Wednesday 30th March 2016
quotequote all
sidicks said:
nikaiyo2 said:
Interesting indeed, and something that I've outlined on here on numerous occasions, in most cases falling on deaf ears (at least from those in receipt of these pensions)!!
probably a daft question, but i will ask anyway.in the article it says the nurse needs a pension pot of 2.2 million upon retirement to pay that 30k pension per year. assuming the nurse retires at 68 and lived to 98, that is only 900 k , even with inflation linked rises i cannot see how the nurse requires a pension pot worth 2.2 million ?

sidicks

25,218 posts

222 months

Wednesday 30th March 2016
quotequote all
wc98 said:
probably a daft question, but i will ask anyway.in the article it says the nurse needs a pension pot of 2.2 million upon retirement to pay that 30k pension per year. assuming the nurse retires at 68 and lived to 98, that is only 900 k , even with inflation linked rises i cannot see how the nurse requires a pension pot worth 2.2 million ?
It's a pension of £30,700 from age 65, but I agree they appear to have miscalculated somewhere along the lines - even with a heroic RPI assumption I don't think you'd get beyond £1.5m at the most.
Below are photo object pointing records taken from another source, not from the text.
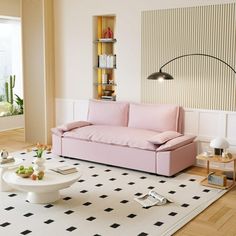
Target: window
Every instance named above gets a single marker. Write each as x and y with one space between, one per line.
11 86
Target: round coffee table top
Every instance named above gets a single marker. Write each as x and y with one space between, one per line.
51 181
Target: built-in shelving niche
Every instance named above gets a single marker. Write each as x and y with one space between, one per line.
104 58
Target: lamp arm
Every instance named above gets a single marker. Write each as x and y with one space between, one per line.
198 54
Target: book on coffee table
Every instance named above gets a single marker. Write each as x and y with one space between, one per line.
152 198
65 170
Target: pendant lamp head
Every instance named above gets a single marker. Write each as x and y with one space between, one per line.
160 76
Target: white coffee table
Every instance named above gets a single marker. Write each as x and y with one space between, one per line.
3 168
41 191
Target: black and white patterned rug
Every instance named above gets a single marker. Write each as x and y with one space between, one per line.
102 203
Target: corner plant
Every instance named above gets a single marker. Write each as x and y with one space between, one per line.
19 101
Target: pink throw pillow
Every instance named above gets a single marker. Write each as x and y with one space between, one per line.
160 118
72 125
176 143
108 113
163 137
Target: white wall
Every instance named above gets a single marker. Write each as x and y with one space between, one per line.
73 43
10 8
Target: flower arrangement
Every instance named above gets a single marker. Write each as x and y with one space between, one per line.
40 149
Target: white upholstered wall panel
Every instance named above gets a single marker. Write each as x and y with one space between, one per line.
200 82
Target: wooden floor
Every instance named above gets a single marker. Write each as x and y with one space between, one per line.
218 219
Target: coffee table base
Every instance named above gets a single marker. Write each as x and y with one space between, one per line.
43 197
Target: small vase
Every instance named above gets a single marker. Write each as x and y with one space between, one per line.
39 164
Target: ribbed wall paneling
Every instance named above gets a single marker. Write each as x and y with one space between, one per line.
199 82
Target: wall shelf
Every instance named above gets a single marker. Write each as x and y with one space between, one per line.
104 58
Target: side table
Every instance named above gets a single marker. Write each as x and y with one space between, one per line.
3 168
218 159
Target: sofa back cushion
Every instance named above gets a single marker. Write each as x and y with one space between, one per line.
159 118
108 113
So certainly NO'T a daft question!

wc98

10,431 posts

141 months

Wednesday 30th March 2016
quotequote all
sidicks said:
wc98 said:
probably a daft question, but i will ask anyway.in the article it says the nurse needs a pension pot of 2.2 million upon retirement to pay that 30k pension per year. assuming the nurse retires at 68 and lived to 98, that is only 900 k , even with inflation linked rises i cannot see how the nurse requires a pension pot worth 2.2 million ?
It's a pension of £30,700 from age 65, but I agree they appear to have miscalculated somewhere along the lines - even with a heroic RPI assumption I don't think you'd get beyond £1.5m at the most.

So certainly NO'T a daft question!
thanks for answering that. i thought i was even dumber than i initially assumed smile

superlightr

12,861 posts

264 months

Wednesday 30th March 2016
quotequote all
sidicks said:
wc98 said:
probably a daft question, but i will ask anyway.in the article it says the nurse needs a pension pot of 2.2 million upon retirement to pay that 30k pension per year. assuming the nurse retires at 68 and lived to 98, that is only 900 k , even with inflation linked rises i cannot see how the nurse requires a pension pot worth 2.2 million ?
It's a pension of £30,700 from age 65, but I agree they appear to have miscalculated somewhere along the lines - even with a heroic RPI assumption I don't think you'd get beyond £1.5m at the most.
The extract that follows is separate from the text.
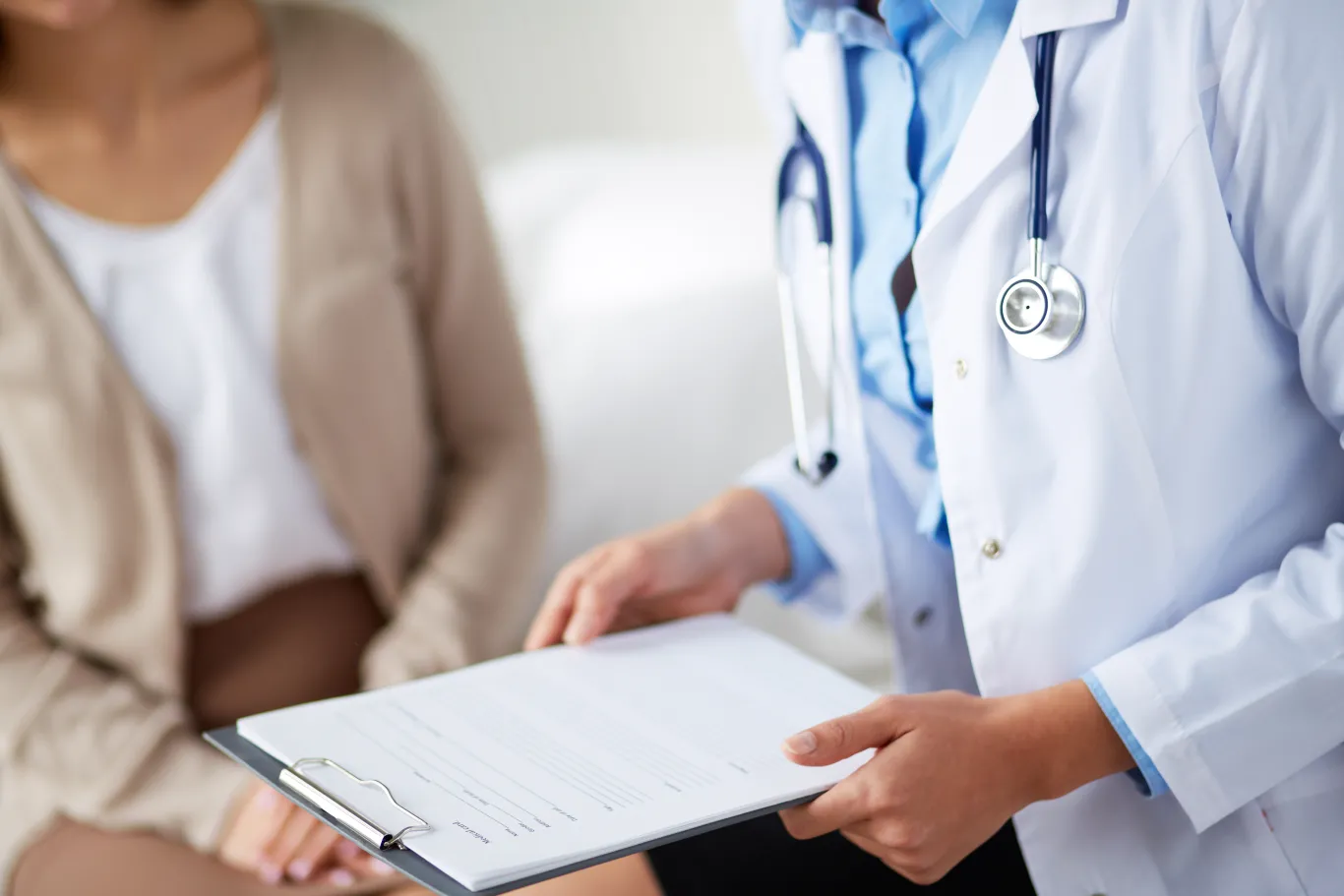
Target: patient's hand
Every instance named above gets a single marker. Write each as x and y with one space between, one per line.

So certainly NO'T a daft question!
so ignore the Nurse and substitute - private worker. So for me to have a £30k income from 65yrs I need a pot of £1.5 million jezzzzz so thats about £25k a year for all of my working life put into a pension to equal about £1m + govt cont and growth.

CoolHands

18,749 posts

196 months

Wednesday 30th March 2016
quotequote all
You need a pension pot of around £500,000, not £1.5million.

sidicks

25,218 posts

222 months

Wednesday 30th March 2016
quotequote all
CoolHands said:
You need a pension pot of around £500,000, not £1.5million.
We were comparing index-linked pensions (for comparison with the public sector).

CoolHands

18,749 posts

196 months

Wednesday 30th March 2016
quotequote all
Right. But index-linked pays out much less per year than a fixed annuity, so it will be a large number of years before the index-linked overtakes the fixed annuity depending on what measure you are looking at.
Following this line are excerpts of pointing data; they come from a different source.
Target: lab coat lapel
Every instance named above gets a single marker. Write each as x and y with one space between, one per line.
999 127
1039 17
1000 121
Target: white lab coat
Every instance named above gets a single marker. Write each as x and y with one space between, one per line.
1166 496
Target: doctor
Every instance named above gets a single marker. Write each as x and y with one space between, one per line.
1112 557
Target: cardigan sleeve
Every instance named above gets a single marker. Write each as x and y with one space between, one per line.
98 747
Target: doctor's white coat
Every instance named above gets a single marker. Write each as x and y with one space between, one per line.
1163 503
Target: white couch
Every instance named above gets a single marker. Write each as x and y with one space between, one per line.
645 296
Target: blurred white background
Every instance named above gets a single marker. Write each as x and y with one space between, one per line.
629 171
So the difference is not as significant as one may think or be led to believe; ie the rough figure of 500k above is not 'bad' or unviable in some way as may be perceived.

sidicks

25,218 posts

222 months

Wednesday 30th March 2016
quotequote all
CoolHands said:
Right. But index-linked pays out much less per year than a fixed annuity, so it will be a large number of years before the index-linked overtakes the fixed annuity depending on what measure you are looking at.

So the difference is not as significant as one may think or be led to believe; ie the rough figure of 500k above is not 'bad' or unviable in some way as may be perceived.
I think you're missing the point!

A public sector annuity for £30,700 increasing with inflation would cost in exceeds of £1m for a private consumer to purchase.